I'm planning to open the coffee shop. I've been working on it for about 2 years. I found the perfect place already and planning to make an offer. However, before renting the place, I have contacted the local council and was told to provide all the relevant documentation (please see below). Could someone help me with the below or give some advice. Not sure where to start









a detailed scale plan of the (proposed) establishment showing the location of rooms and other areas to be used for the storage and processing of raw materials, product and waste, and the layout of facilities and equipment

a description of the (proposed) food safety management system based on HACCP principles

a description of the (proposed) establishment and equipment maintenance arrangements

a description of the (proposed) establishment, equipment, and transport cleaning arrangements

a description of the (proposed) waste collection and disposal arrangements

a description of the (proposed) water supply

a description of the (proposed) water supply quality testing arrangements

a description of the (proposed) arrangements for product testing

a description of the (proposed) pest control arrangements

a description of the (proposed) monitoring arrangements for staff health

a description of the (proposed) staff hygiene training arrangements

a description of the (proposed) arrangements for record keeping

a description of the (proposed) arrangements for applying the identification mark to product packaging or wrapping.

Many thanks.

Jurce


----------



## bdt (Sep 13, 2011)

Hi Jurce

I'm in the process of planning my own coffee shop too and sound like I'm at a similar stage. I've spoken to my local council who've been pretty helpful so far.

Does the property you're going for already have Class 3 use or do you need to obtain planning permission for a change from, say, Retail use?


----------



## Jurce (Mar 23, 2012)

Hi bdt,

It's a Class 1. My local council is not helpful at all. I was told to provide the documentation and then Council would decide if it's ok to open the coffee shop.Do you need to provide any of the above documentation?


----------



## bdt (Sep 13, 2011)

They haven't asked for it yet but I did stress that it was only a tentative enquiry at this stage.

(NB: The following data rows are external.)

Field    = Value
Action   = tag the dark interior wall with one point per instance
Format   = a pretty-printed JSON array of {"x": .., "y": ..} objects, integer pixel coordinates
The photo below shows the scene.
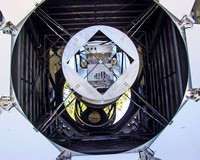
[
  {"x": 29, "y": 74},
  {"x": 166, "y": 67}
]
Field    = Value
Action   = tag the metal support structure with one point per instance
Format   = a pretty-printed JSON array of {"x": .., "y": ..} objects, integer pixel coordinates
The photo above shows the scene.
[
  {"x": 147, "y": 154},
  {"x": 194, "y": 94}
]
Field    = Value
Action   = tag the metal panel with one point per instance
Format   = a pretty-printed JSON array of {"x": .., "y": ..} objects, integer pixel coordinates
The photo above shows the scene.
[
  {"x": 181, "y": 139},
  {"x": 15, "y": 11},
  {"x": 193, "y": 36},
  {"x": 178, "y": 8},
  {"x": 5, "y": 46}
]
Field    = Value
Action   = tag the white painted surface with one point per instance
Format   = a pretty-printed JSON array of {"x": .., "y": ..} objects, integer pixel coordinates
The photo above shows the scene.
[
  {"x": 5, "y": 47},
  {"x": 19, "y": 141},
  {"x": 193, "y": 39},
  {"x": 181, "y": 141},
  {"x": 15, "y": 11},
  {"x": 179, "y": 8},
  {"x": 122, "y": 156}
]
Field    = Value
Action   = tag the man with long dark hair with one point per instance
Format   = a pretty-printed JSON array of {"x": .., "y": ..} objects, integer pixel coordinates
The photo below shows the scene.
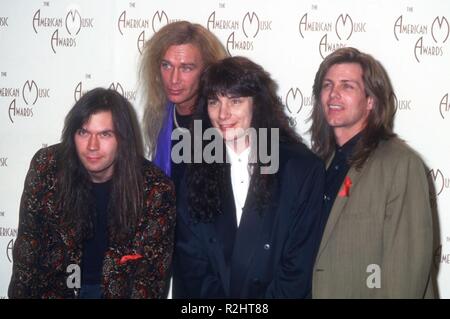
[
  {"x": 96, "y": 219},
  {"x": 247, "y": 228},
  {"x": 377, "y": 242}
]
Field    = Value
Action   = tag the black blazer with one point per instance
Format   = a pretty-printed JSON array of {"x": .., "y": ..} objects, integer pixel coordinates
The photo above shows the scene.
[{"x": 271, "y": 254}]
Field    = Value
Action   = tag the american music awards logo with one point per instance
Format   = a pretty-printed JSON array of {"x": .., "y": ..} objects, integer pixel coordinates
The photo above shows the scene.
[
  {"x": 64, "y": 28},
  {"x": 117, "y": 86},
  {"x": 297, "y": 105},
  {"x": 133, "y": 23},
  {"x": 444, "y": 106},
  {"x": 23, "y": 99},
  {"x": 244, "y": 30},
  {"x": 334, "y": 34},
  {"x": 439, "y": 180},
  {"x": 428, "y": 38}
]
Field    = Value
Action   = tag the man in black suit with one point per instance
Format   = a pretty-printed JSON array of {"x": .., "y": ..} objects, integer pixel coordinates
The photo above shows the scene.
[{"x": 247, "y": 227}]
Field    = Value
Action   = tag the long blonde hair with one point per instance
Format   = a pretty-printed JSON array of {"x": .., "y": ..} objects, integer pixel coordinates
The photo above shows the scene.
[
  {"x": 381, "y": 117},
  {"x": 177, "y": 33}
]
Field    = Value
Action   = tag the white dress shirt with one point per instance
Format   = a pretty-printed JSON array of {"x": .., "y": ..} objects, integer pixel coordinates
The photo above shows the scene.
[{"x": 240, "y": 178}]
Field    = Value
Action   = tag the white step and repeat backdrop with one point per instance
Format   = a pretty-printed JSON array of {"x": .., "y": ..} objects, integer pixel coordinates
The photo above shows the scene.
[{"x": 53, "y": 51}]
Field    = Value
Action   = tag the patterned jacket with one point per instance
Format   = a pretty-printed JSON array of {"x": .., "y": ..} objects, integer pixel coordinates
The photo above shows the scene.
[{"x": 46, "y": 254}]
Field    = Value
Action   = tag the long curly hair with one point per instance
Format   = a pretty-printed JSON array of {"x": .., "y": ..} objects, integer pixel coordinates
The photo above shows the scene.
[
  {"x": 380, "y": 120},
  {"x": 176, "y": 33},
  {"x": 74, "y": 184},
  {"x": 207, "y": 183}
]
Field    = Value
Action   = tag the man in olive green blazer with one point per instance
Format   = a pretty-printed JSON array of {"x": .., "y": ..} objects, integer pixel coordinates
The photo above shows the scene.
[{"x": 377, "y": 240}]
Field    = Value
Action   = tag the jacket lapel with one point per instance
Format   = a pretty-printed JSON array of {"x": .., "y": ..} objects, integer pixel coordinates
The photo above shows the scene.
[
  {"x": 247, "y": 237},
  {"x": 221, "y": 234},
  {"x": 339, "y": 206}
]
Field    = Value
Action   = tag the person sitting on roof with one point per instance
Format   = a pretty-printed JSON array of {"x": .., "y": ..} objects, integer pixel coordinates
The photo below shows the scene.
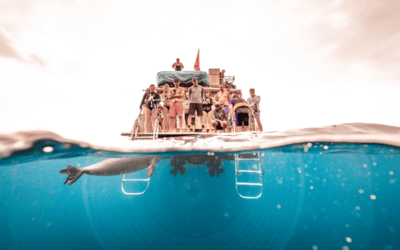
[
  {"x": 178, "y": 66},
  {"x": 221, "y": 76},
  {"x": 166, "y": 108},
  {"x": 223, "y": 97},
  {"x": 150, "y": 102},
  {"x": 219, "y": 118},
  {"x": 175, "y": 96},
  {"x": 240, "y": 112}
]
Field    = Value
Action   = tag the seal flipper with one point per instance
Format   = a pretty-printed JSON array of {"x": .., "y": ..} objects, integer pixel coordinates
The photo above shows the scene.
[
  {"x": 182, "y": 170},
  {"x": 73, "y": 174}
]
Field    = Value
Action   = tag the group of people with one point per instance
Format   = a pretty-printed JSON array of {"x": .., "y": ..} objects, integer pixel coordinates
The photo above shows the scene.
[{"x": 219, "y": 112}]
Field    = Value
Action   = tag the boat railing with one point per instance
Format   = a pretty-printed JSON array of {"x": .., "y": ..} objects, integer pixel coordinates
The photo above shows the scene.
[{"x": 229, "y": 79}]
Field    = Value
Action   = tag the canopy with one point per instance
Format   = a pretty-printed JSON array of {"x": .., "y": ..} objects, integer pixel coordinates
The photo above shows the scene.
[{"x": 185, "y": 78}]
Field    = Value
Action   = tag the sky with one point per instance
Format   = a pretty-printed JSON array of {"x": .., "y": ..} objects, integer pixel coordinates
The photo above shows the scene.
[{"x": 78, "y": 67}]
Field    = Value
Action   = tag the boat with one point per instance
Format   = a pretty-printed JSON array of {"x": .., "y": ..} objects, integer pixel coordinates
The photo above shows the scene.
[{"x": 210, "y": 81}]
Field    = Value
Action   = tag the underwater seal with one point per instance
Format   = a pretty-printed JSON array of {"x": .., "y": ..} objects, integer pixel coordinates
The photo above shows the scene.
[{"x": 112, "y": 166}]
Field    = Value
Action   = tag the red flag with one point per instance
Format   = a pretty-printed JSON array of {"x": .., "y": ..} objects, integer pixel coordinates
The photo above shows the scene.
[{"x": 197, "y": 63}]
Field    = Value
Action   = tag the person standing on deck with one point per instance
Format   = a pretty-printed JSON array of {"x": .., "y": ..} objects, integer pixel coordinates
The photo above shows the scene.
[
  {"x": 254, "y": 101},
  {"x": 240, "y": 113},
  {"x": 221, "y": 76},
  {"x": 178, "y": 66},
  {"x": 196, "y": 97},
  {"x": 150, "y": 102},
  {"x": 207, "y": 108},
  {"x": 219, "y": 118},
  {"x": 166, "y": 108},
  {"x": 223, "y": 97},
  {"x": 175, "y": 97}
]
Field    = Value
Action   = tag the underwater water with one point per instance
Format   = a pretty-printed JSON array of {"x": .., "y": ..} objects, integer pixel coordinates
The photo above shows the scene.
[{"x": 314, "y": 195}]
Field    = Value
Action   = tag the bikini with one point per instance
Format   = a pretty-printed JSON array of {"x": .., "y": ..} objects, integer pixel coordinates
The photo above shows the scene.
[{"x": 207, "y": 107}]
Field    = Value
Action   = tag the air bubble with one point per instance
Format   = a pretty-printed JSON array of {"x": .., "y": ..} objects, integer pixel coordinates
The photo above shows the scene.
[{"x": 48, "y": 149}]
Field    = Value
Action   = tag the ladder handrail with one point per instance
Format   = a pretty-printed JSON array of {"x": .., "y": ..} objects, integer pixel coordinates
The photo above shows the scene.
[
  {"x": 260, "y": 171},
  {"x": 132, "y": 180}
]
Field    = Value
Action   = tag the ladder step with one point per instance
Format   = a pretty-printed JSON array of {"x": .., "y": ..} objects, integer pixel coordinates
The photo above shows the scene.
[
  {"x": 249, "y": 184},
  {"x": 250, "y": 171},
  {"x": 135, "y": 179}
]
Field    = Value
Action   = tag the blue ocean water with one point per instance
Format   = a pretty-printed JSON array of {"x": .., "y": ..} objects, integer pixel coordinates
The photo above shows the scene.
[{"x": 314, "y": 196}]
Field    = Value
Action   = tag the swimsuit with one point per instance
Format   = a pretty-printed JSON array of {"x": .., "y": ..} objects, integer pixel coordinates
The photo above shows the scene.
[{"x": 207, "y": 107}]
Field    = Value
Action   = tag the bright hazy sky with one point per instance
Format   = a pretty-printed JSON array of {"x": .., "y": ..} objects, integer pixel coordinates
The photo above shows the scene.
[{"x": 78, "y": 68}]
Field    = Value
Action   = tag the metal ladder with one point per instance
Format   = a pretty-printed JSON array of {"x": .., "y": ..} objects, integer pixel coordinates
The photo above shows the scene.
[
  {"x": 134, "y": 180},
  {"x": 256, "y": 157}
]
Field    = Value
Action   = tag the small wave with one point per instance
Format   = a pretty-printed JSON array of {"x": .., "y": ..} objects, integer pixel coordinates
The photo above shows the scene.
[{"x": 343, "y": 133}]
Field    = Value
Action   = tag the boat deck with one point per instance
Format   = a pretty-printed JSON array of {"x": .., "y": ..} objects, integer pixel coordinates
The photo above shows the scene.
[{"x": 173, "y": 135}]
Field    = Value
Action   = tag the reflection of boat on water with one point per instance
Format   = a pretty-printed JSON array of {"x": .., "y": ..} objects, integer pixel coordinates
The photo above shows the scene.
[
  {"x": 249, "y": 171},
  {"x": 211, "y": 83}
]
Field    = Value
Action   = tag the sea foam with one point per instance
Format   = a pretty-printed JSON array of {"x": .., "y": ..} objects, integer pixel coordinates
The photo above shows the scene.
[{"x": 344, "y": 133}]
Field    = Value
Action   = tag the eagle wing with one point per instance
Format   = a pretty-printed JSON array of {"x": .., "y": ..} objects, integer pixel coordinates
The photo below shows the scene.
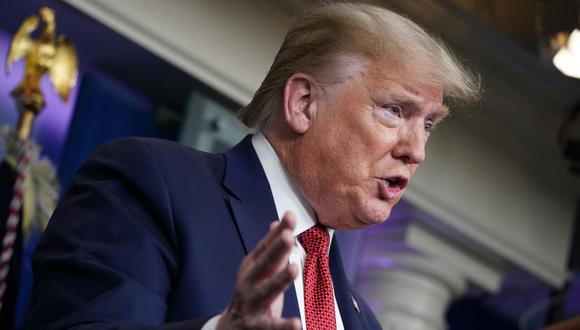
[
  {"x": 21, "y": 43},
  {"x": 64, "y": 70}
]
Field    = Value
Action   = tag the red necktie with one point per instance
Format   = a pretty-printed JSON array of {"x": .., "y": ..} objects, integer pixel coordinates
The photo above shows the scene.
[{"x": 318, "y": 294}]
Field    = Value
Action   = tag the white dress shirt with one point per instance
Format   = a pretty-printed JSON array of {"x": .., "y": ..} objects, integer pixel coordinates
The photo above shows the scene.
[{"x": 287, "y": 198}]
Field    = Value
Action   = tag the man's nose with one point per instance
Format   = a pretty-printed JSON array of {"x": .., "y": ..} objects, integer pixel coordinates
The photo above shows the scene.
[{"x": 410, "y": 146}]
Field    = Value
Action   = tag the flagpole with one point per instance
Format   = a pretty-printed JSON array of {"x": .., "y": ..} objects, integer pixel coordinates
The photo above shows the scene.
[{"x": 46, "y": 55}]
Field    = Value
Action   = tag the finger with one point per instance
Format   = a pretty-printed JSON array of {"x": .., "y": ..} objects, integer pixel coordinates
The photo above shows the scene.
[
  {"x": 268, "y": 290},
  {"x": 273, "y": 259}
]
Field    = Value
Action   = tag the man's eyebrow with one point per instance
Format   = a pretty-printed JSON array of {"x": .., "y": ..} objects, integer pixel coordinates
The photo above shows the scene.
[{"x": 441, "y": 112}]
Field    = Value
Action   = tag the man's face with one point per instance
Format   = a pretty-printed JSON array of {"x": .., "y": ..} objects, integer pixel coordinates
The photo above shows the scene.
[{"x": 363, "y": 146}]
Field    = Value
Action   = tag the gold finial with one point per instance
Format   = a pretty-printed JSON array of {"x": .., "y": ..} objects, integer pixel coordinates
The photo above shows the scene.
[{"x": 47, "y": 54}]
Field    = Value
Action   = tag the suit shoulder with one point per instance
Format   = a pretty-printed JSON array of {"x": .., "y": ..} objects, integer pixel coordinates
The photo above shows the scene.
[{"x": 160, "y": 149}]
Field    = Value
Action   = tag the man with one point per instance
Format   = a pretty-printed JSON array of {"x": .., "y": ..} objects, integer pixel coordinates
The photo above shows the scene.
[{"x": 155, "y": 234}]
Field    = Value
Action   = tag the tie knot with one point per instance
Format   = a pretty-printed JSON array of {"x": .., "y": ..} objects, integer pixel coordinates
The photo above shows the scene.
[{"x": 315, "y": 240}]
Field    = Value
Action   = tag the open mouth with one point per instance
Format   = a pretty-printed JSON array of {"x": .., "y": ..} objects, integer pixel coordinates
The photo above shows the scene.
[{"x": 397, "y": 182}]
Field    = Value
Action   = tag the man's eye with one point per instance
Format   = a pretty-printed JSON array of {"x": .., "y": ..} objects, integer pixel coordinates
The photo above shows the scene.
[{"x": 395, "y": 110}]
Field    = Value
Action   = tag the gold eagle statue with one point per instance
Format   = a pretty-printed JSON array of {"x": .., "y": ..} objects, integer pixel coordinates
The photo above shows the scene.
[{"x": 46, "y": 54}]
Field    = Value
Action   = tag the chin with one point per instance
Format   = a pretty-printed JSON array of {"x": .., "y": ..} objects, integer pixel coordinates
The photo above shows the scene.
[{"x": 374, "y": 213}]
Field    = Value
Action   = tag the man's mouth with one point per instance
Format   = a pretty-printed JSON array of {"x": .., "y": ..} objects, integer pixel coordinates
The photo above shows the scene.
[{"x": 392, "y": 187}]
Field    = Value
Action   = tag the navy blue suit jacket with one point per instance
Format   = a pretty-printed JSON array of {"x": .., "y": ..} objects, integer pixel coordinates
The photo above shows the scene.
[{"x": 151, "y": 234}]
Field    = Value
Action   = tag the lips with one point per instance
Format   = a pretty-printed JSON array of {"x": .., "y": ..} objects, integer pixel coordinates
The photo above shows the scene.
[{"x": 392, "y": 187}]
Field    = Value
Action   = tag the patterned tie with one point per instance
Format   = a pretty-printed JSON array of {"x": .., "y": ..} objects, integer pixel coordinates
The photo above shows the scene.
[{"x": 318, "y": 295}]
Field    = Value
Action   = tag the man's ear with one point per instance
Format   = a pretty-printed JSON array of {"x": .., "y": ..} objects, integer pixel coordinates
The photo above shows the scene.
[{"x": 300, "y": 101}]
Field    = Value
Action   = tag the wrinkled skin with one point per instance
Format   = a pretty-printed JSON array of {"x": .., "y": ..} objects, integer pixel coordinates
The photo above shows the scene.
[
  {"x": 366, "y": 128},
  {"x": 339, "y": 142}
]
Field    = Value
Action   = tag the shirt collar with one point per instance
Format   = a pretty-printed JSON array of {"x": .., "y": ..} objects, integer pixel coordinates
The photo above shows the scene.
[{"x": 286, "y": 195}]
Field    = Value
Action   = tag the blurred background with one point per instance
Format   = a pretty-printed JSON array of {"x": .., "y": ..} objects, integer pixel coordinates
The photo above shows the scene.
[{"x": 487, "y": 236}]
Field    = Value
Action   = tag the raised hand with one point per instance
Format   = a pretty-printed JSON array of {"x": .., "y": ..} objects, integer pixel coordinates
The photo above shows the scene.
[{"x": 262, "y": 278}]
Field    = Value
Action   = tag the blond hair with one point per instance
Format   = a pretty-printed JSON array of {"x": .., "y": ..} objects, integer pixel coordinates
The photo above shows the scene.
[{"x": 319, "y": 41}]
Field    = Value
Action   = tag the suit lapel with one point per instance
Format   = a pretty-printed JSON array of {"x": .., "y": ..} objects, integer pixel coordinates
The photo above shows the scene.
[
  {"x": 252, "y": 204},
  {"x": 349, "y": 310}
]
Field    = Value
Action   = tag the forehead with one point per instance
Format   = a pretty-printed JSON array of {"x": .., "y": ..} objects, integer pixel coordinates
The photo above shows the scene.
[{"x": 401, "y": 86}]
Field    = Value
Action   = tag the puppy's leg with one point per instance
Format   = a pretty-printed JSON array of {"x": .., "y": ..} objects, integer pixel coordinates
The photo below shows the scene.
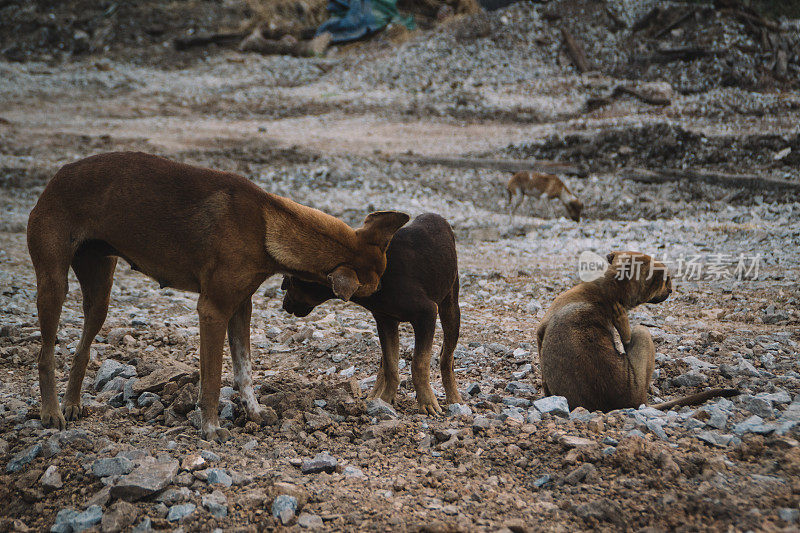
[
  {"x": 239, "y": 342},
  {"x": 641, "y": 354},
  {"x": 213, "y": 321},
  {"x": 95, "y": 273},
  {"x": 51, "y": 263},
  {"x": 424, "y": 328},
  {"x": 388, "y": 374},
  {"x": 516, "y": 205},
  {"x": 450, "y": 316}
]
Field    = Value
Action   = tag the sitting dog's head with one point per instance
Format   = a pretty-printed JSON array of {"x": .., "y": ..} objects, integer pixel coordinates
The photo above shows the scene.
[
  {"x": 574, "y": 208},
  {"x": 360, "y": 276},
  {"x": 303, "y": 296},
  {"x": 647, "y": 278}
]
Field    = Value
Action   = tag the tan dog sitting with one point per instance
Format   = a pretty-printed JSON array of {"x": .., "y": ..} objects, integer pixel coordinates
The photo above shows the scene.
[
  {"x": 544, "y": 186},
  {"x": 577, "y": 353},
  {"x": 193, "y": 229}
]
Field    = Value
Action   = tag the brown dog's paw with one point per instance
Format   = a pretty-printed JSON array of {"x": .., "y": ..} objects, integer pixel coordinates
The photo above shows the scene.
[
  {"x": 52, "y": 418},
  {"x": 73, "y": 411}
]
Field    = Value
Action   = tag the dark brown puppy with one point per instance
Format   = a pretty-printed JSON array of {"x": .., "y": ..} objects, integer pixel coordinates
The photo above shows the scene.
[
  {"x": 540, "y": 185},
  {"x": 578, "y": 356},
  {"x": 193, "y": 229},
  {"x": 421, "y": 276}
]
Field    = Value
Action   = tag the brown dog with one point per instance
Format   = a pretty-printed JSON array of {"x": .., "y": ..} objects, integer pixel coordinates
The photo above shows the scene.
[
  {"x": 421, "y": 278},
  {"x": 577, "y": 353},
  {"x": 193, "y": 229},
  {"x": 544, "y": 186}
]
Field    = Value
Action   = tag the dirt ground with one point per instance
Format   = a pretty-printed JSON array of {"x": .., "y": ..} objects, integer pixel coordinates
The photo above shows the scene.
[{"x": 321, "y": 131}]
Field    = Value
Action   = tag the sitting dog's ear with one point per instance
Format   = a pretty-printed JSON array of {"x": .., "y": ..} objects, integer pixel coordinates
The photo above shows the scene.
[
  {"x": 380, "y": 226},
  {"x": 344, "y": 282}
]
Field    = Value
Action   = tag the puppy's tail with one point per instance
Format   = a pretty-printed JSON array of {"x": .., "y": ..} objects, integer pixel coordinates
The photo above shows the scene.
[{"x": 696, "y": 399}]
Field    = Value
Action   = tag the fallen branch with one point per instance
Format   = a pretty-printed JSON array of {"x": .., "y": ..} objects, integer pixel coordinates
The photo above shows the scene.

My understanding is that the council's Planning Dept check that any proposed change in use complies with their various policies. The 3 that they said would be relevant was their District policy (just checking that the proposed change in use doesn't contradict how they see they area developing), another policy which I forget the name of but was basically to do with Smell and Noise pollution as the property adjoined residential property (they say the Environmental Health Dept ultimately have the say on this but again didn't anticipate a major problem) and they also said, as it's an old building, that any exterior changes be "sympathetic towards the traditional look of the bulding" which I don't expect to be a problem as it's painted very brightly at the moment and if anything I'd be toning it down quite a bit.

Presuming this was a written or email communication, I'd just give them a ring and ask if they can elaborate and maybe give you some pointers of who you can speak to.

Any structural changes (adding toilets, etc) will require a building warrant so you'll need an architect to submit detailed drawings of the proposed changes. Again, the council have invited me down for a meeting with the architect to discuss things in principal before I start racking up architects fees for something that's possibly a non-starter.


----------